Intérêt d’une greffe osseuse autologue verticale d’apposition

Intérêt

Présentation d’un protocole de greffe reproductible pour réparer un déficit osseux de faible étendue et permettre une réhabilitation par une prothèse fixe implanto-portée.

La mise en place d’un implant endosseux nécessite un volume osseux suffisant pour son recouvrement complet. La résorption osseuse après la perte dentaire est souvent dramatique. Elle peut être verticale, horizontale ou combinée, laissant un édentement sans os.

La réparation des défauts alvéolaires localisés pourra être réalisée par des greffes osseuses d’origine ramique ou symphysaire qui nous offrent plusieurs avantages : un accès chirurgical courant, une proximité des sites donneurs et receveurs réduisant les temps d’intervention et d’anesthésie et c’est idéal pour les patients en consultations externes. Les greffes osseuses d’origine ramique donnent moins de complications postopératoires comparées à celles d’origine symphysaire.
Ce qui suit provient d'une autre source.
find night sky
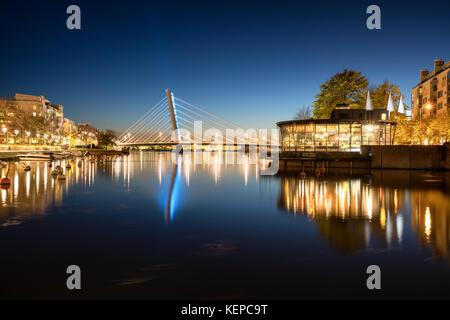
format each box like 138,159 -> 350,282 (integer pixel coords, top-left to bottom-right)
0,0 -> 450,131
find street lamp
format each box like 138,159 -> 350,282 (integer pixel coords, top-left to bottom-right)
2,127 -> 8,144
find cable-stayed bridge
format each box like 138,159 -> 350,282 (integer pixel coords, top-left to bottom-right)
118,89 -> 265,146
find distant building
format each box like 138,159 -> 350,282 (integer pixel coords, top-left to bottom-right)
64,118 -> 80,146
411,59 -> 450,119
78,123 -> 98,145
277,106 -> 396,152
0,93 -> 64,136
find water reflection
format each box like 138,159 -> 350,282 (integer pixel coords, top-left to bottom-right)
0,151 -> 259,226
278,172 -> 450,258
0,152 -> 450,264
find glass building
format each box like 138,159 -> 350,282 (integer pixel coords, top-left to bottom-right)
277,107 -> 396,152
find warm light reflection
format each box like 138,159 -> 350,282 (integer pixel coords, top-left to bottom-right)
425,207 -> 431,239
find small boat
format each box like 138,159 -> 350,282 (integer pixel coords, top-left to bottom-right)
17,153 -> 54,161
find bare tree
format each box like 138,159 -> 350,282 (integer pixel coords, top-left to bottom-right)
295,106 -> 312,120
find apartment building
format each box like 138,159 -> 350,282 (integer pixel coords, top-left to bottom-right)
411,59 -> 450,119
0,93 -> 64,136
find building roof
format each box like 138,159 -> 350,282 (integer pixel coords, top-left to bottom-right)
277,108 -> 396,126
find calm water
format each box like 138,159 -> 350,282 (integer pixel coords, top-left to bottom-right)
0,152 -> 450,299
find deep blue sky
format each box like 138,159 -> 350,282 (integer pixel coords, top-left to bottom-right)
0,0 -> 450,130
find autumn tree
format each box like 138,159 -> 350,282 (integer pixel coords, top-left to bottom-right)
295,106 -> 313,120
313,69 -> 369,119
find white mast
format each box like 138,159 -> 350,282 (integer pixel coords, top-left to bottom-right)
398,95 -> 405,113
366,90 -> 373,110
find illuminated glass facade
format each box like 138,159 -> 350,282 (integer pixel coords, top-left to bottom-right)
277,109 -> 395,152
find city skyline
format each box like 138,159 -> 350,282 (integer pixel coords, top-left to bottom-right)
0,1 -> 450,132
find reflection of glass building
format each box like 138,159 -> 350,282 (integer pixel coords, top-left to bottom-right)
277,106 -> 395,152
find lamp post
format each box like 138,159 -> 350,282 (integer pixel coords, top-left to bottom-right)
419,104 -> 431,144
2,127 -> 8,144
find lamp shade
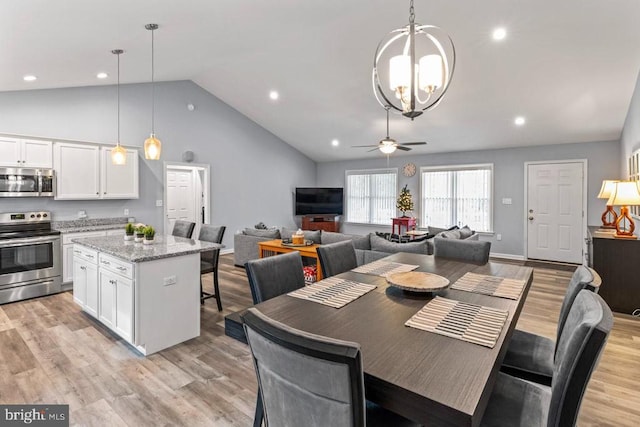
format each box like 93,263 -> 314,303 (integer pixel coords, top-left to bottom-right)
607,181 -> 640,206
598,179 -> 619,199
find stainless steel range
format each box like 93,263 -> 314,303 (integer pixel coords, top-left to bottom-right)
0,212 -> 62,304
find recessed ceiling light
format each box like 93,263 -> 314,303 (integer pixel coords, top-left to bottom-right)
493,27 -> 507,40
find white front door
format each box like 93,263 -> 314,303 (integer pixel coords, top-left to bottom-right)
166,168 -> 199,234
526,162 -> 584,264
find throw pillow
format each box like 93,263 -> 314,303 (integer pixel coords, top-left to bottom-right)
438,230 -> 460,239
460,225 -> 473,239
242,227 -> 280,239
369,233 -> 427,254
281,227 -> 321,244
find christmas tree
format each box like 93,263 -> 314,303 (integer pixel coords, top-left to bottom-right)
396,184 -> 413,216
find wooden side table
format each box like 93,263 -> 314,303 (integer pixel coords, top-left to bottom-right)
391,216 -> 416,236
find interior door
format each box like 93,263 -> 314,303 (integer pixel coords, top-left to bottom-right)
526,162 -> 584,264
166,168 -> 198,234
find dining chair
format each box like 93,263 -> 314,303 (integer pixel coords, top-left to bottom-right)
171,219 -> 196,239
242,308 -> 416,427
480,289 -> 613,427
198,224 -> 227,311
433,237 -> 491,264
501,265 -> 602,385
245,251 -> 304,304
316,240 -> 358,278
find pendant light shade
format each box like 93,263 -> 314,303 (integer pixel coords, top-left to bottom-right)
144,24 -> 162,160
111,49 -> 127,165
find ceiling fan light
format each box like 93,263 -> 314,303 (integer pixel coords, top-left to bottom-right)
144,133 -> 162,160
418,55 -> 444,93
379,144 -> 396,154
111,143 -> 127,165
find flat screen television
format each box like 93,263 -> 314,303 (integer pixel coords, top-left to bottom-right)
296,187 -> 344,215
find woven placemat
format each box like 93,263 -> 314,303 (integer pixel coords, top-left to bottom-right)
405,297 -> 509,348
287,277 -> 376,308
351,260 -> 418,277
451,273 -> 526,300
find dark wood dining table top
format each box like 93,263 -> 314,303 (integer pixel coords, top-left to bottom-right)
228,252 -> 533,426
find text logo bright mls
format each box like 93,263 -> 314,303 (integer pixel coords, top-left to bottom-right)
0,405 -> 69,427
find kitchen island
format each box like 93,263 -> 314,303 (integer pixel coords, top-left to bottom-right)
73,236 -> 222,355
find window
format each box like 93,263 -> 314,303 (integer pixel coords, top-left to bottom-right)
345,169 -> 398,225
420,164 -> 493,232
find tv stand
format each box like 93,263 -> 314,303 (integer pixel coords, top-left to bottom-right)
302,215 -> 340,233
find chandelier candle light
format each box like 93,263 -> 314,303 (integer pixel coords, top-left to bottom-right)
598,179 -> 618,230
607,181 -> 640,239
372,0 -> 456,120
144,24 -> 162,160
111,49 -> 127,165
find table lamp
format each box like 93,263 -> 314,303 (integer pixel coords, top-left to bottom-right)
598,179 -> 618,229
607,181 -> 640,239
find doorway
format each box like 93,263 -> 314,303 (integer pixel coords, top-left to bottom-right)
164,162 -> 210,238
525,160 -> 587,264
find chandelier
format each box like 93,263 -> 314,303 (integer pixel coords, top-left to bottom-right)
372,0 -> 456,120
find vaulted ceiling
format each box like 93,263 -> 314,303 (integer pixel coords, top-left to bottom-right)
0,0 -> 640,161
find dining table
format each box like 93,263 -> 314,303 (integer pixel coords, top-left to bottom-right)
225,252 -> 533,426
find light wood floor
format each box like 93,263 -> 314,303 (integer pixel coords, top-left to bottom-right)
0,255 -> 640,427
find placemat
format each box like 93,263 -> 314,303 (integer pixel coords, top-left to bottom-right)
405,297 -> 509,348
451,273 -> 526,300
287,277 -> 376,308
351,260 -> 418,277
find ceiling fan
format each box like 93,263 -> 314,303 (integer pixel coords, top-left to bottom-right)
351,107 -> 427,154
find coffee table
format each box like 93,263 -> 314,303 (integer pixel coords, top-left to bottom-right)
258,239 -> 322,281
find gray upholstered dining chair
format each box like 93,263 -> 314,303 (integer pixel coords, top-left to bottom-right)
501,265 -> 601,385
316,240 -> 358,277
171,219 -> 196,239
244,251 -> 304,304
480,290 -> 613,427
242,308 -> 415,427
433,237 -> 491,264
198,224 -> 227,311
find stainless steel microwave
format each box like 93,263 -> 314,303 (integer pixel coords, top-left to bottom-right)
0,168 -> 56,197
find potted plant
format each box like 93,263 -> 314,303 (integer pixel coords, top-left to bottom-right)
124,223 -> 136,240
135,224 -> 146,243
144,225 -> 156,245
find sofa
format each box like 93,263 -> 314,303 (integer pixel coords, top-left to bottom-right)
233,226 -> 478,267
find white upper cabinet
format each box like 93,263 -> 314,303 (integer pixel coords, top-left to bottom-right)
100,147 -> 139,199
53,142 -> 100,200
0,137 -> 53,168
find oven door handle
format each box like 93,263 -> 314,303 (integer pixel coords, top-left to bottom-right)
0,236 -> 60,248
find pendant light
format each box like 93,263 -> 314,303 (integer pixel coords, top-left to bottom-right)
111,49 -> 127,165
144,24 -> 162,160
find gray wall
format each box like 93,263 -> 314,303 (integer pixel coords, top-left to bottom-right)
0,81 -> 316,248
317,141 -> 620,256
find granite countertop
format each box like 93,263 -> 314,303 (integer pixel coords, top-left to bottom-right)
51,217 -> 129,233
72,235 -> 224,262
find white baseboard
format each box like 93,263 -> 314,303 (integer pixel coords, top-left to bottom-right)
489,252 -> 525,261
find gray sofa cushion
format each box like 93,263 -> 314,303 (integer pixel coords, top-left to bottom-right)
369,233 -> 428,254
320,231 -> 371,249
280,227 -> 322,244
242,227 -> 280,239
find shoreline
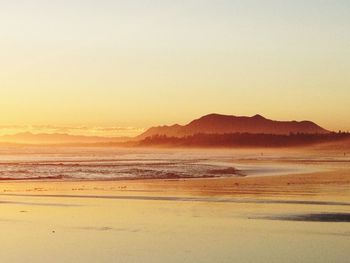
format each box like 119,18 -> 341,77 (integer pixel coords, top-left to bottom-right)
0,168 -> 350,201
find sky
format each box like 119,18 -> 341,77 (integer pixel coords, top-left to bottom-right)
0,0 -> 350,135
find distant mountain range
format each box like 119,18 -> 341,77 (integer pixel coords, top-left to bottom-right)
0,114 -> 339,146
137,114 -> 330,140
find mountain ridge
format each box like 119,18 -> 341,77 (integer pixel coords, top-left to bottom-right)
136,113 -> 330,140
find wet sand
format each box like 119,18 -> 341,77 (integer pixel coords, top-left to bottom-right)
0,168 -> 350,263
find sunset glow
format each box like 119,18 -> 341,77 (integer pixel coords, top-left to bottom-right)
0,0 -> 350,136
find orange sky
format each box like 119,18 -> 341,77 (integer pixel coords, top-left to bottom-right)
0,0 -> 350,136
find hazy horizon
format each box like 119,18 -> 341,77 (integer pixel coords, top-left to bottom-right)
0,0 -> 350,135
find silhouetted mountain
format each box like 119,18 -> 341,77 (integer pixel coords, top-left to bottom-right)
137,114 -> 329,140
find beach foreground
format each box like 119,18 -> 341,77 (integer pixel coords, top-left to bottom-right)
0,164 -> 350,263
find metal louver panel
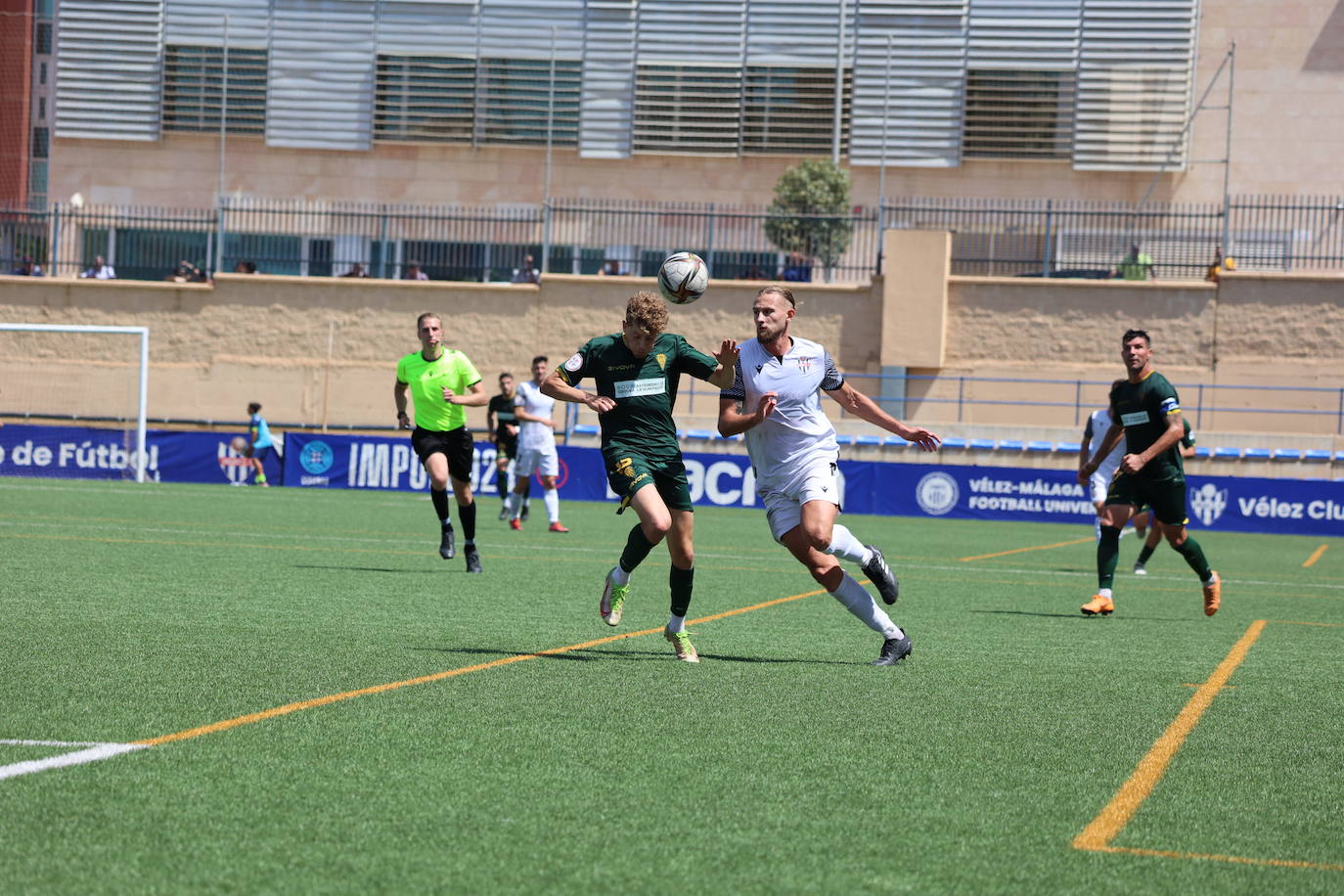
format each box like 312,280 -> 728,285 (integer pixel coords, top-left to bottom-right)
55,0 -> 162,140
475,0 -> 583,147
1074,0 -> 1197,170
746,0 -> 854,71
633,0 -> 746,155
579,0 -> 636,158
849,0 -> 969,168
966,0 -> 1082,71
164,0 -> 270,50
377,0 -> 478,59
266,0 -> 375,149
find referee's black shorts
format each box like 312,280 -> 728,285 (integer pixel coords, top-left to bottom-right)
411,426 -> 474,482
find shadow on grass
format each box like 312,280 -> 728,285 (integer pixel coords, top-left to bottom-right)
293,562 -> 426,575
967,609 -> 1199,625
411,648 -> 849,666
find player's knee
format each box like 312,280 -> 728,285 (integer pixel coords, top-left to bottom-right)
808,558 -> 844,591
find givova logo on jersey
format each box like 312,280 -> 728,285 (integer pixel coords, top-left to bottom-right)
1189,482 -> 1227,525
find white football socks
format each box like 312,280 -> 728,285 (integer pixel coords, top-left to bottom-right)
827,524 -> 873,565
830,572 -> 905,640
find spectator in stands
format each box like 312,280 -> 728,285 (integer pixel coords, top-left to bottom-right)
10,255 -> 43,277
1204,246 -> 1236,284
79,255 -> 117,280
1110,244 -> 1153,280
780,252 -> 812,284
164,259 -> 207,284
514,255 -> 542,284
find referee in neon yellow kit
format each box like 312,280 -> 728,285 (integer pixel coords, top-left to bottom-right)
392,312 -> 491,572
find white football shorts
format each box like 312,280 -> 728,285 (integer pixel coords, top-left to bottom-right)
514,449 -> 560,478
757,461 -> 844,541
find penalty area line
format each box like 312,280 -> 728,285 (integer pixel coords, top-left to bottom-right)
0,740 -> 148,781
957,537 -> 1094,562
134,590 -> 822,747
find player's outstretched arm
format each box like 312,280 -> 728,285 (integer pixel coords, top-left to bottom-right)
443,381 -> 491,407
1078,424 -> 1125,485
719,392 -> 777,438
542,370 -> 615,414
705,338 -> 738,389
827,382 -> 942,451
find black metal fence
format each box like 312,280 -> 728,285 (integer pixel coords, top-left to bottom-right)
0,197 -> 1344,282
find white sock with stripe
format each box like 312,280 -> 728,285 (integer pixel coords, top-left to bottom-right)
827,524 -> 873,565
830,572 -> 905,638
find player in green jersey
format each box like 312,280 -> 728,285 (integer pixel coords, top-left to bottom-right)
542,292 -> 738,662
392,312 -> 489,572
1135,414 -> 1194,575
1078,329 -> 1222,616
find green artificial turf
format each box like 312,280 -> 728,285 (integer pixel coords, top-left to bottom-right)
0,478 -> 1344,893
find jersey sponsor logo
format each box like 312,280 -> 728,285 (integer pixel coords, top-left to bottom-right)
1120,411 -> 1147,426
916,471 -> 960,515
615,379 -> 668,398
1189,482 -> 1227,525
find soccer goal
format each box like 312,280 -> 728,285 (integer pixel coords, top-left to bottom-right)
0,323 -> 150,482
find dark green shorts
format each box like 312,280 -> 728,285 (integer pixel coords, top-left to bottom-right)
1106,472 -> 1189,525
603,450 -> 694,514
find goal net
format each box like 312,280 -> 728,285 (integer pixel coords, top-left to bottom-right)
0,323 -> 150,482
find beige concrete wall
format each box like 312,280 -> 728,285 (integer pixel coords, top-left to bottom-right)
0,263 -> 1344,450
50,0 -> 1344,206
0,274 -> 879,426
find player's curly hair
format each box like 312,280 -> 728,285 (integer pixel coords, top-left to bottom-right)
625,291 -> 668,336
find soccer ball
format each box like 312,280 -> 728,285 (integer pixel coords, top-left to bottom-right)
658,252 -> 709,305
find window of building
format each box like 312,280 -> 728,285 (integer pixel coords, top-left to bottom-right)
477,59 -> 582,147
635,65 -> 741,156
374,57 -> 475,143
741,66 -> 851,155
162,46 -> 266,134
961,68 -> 1077,158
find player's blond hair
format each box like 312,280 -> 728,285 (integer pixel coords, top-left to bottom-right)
625,291 -> 668,336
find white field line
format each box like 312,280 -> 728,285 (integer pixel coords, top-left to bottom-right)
0,740 -> 150,781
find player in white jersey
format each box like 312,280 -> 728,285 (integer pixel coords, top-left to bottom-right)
719,287 -> 939,666
508,355 -> 568,532
1078,381 -> 1143,541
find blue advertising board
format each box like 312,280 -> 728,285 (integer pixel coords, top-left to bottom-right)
0,425 -> 1344,537
285,432 -> 1344,536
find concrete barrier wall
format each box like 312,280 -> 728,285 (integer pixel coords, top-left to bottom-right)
0,252 -> 1344,449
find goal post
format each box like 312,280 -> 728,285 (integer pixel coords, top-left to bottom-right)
0,323 -> 150,482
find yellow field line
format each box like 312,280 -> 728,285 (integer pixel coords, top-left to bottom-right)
957,537 -> 1093,562
1096,846 -> 1344,871
1072,619 -> 1265,850
134,590 -> 822,747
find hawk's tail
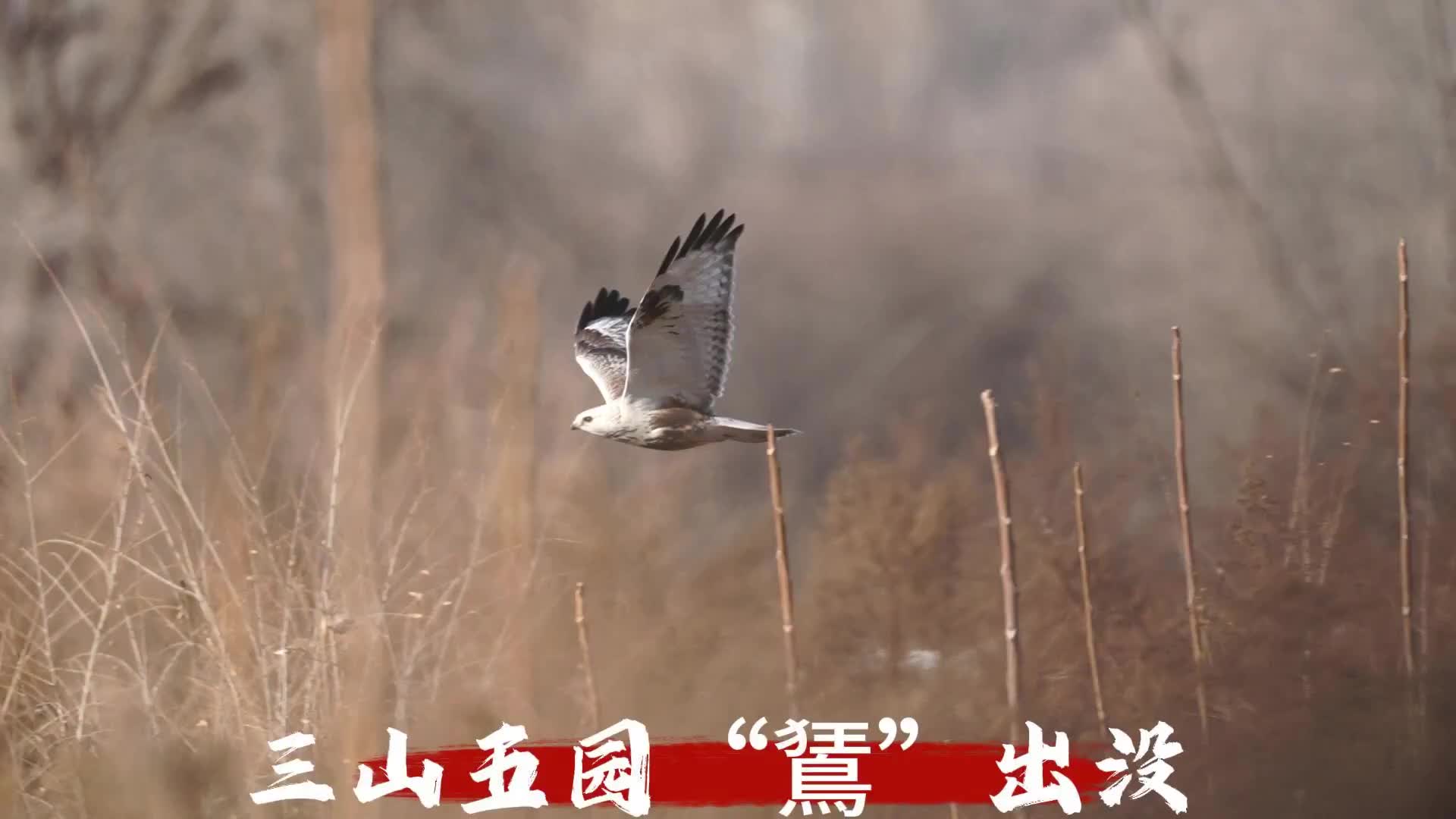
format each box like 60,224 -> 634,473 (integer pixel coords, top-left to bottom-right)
712,417 -> 799,443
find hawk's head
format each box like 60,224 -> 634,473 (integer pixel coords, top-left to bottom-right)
571,403 -> 622,438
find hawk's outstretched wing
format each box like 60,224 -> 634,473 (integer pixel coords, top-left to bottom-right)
576,287 -> 633,400
628,210 -> 742,413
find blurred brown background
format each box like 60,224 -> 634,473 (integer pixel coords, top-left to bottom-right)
0,0 -> 1456,816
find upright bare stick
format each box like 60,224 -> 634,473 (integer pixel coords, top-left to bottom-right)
767,424 -> 799,717
1174,326 -> 1209,742
981,389 -> 1021,745
1072,463 -> 1106,736
575,583 -> 601,730
1395,239 -> 1415,680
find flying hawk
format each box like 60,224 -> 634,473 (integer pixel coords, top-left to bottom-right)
571,210 -> 798,450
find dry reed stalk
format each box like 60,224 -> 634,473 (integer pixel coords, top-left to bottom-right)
315,0 -> 389,799
981,389 -> 1021,745
767,424 -> 799,718
1072,463 -> 1106,736
1395,239 -> 1415,680
1174,326 -> 1209,743
575,583 -> 601,730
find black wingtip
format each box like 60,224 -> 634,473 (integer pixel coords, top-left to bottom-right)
576,287 -> 632,332
657,209 -> 744,275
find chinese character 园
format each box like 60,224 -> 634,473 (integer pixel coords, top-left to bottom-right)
1097,721 -> 1188,813
571,720 -> 651,816
992,723 -> 1082,814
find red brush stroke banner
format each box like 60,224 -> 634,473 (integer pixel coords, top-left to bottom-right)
362,739 -> 1108,808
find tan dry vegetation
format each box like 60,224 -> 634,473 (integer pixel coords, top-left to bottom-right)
0,0 -> 1456,819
La fermeture des tissus mous et l’absence d’infection sont les conditions obligatoires pour le succès des greffes osseuses.

Introduction
L’objectif du traitement implantaire est de préserver la santé de nos patients, d’obtenir des implants durables au moyen de l’ostéointégration et de restaurer la fonction et l’esthétique au moyen de prothèses implantaires. Le succès d’une réhabilitation implanto-prothétique est conditionné par le positionnement optimal de l’implant en termes de situation, d’axe et d’émergence. Une des conditions nécessaires est le volume et la qualité osseuse du site implantaire.

Nous sommes de plus en plus confrontés à des situations de résorption de l’os alvéolaire (pour des raisons diverses) accompagnant la perte de l’organe dentaire. Le volume osseux résiduel ne permet pas dans certaines situations de poser l’indication implantaire, soit par manque d’épaisseur, soit par absence de hauteur.

La reconstruction d’un volume osseux crestal suffisant pourra être réalisée par une greffe osseuse autogène d’apposition en onlay afin de permettre la mise en place d’implants endoosseux et de répondre aux impératifs esthétiques, phonétiques et fonctionnels

Nous disposons pour ces greffes des sites donneurs intra-oraux (le maxillaire et la mandibule) et extra-oraux (le pariétal, l’os iliaque). Le maxillaire et la mandibule sont des sites donneurs à proximité des sites receveurs et présentent la possibilité de prélever sous anesthésie locale ce qui rassure le patient

Le choix du site de prélèvement se fait en considérant le volume, la forme et la localisation sur l’arcade du déficit os-seux. Le volume osseux disponible au niveau du site donneur pressenti et la capacité du greffon à résister aux phé-nomènes de résorption vont guider le praticien dans sa décision thérapeutique.

L’objectif de cette publication est de mettre à disposition du thérapeute expérimenté un protocole de greffe osseuse autogène reproductible afin de réparer un déficit osseux de faible étendue et permettre une réhabilitation par une prothèse fixe implanto-portée.

Anamnèse, désir du patient, diagnostic
Le patient âgé de 51 ans, non-fumeur et sans antécédent médical particulier, est adressé pour la pose d’un implant en lieu et place de la 13. L’examen clinique ne révèle aucune anomalie hormis le déficit parodontal au niveau de la 13. Une radiographie rétroalvéolaire, met en évidence un déficit osseux vertical et horizontal considérable allant jusqu’à l’apex de la 14. Le désir du patient à ce stade est le résultat esthétique final. Un examen tomodensitométrique est réalisé et interprété. Il confirme l’importance du défaut osseux et une greffe osseuse d’apposition en 3D d’origine ramique est décidée. Le patient est informé du plan de traitement, des avantages et des inconvénients du choix thérapeutique, des risques liés à l’intervention et son consentement est obtenu.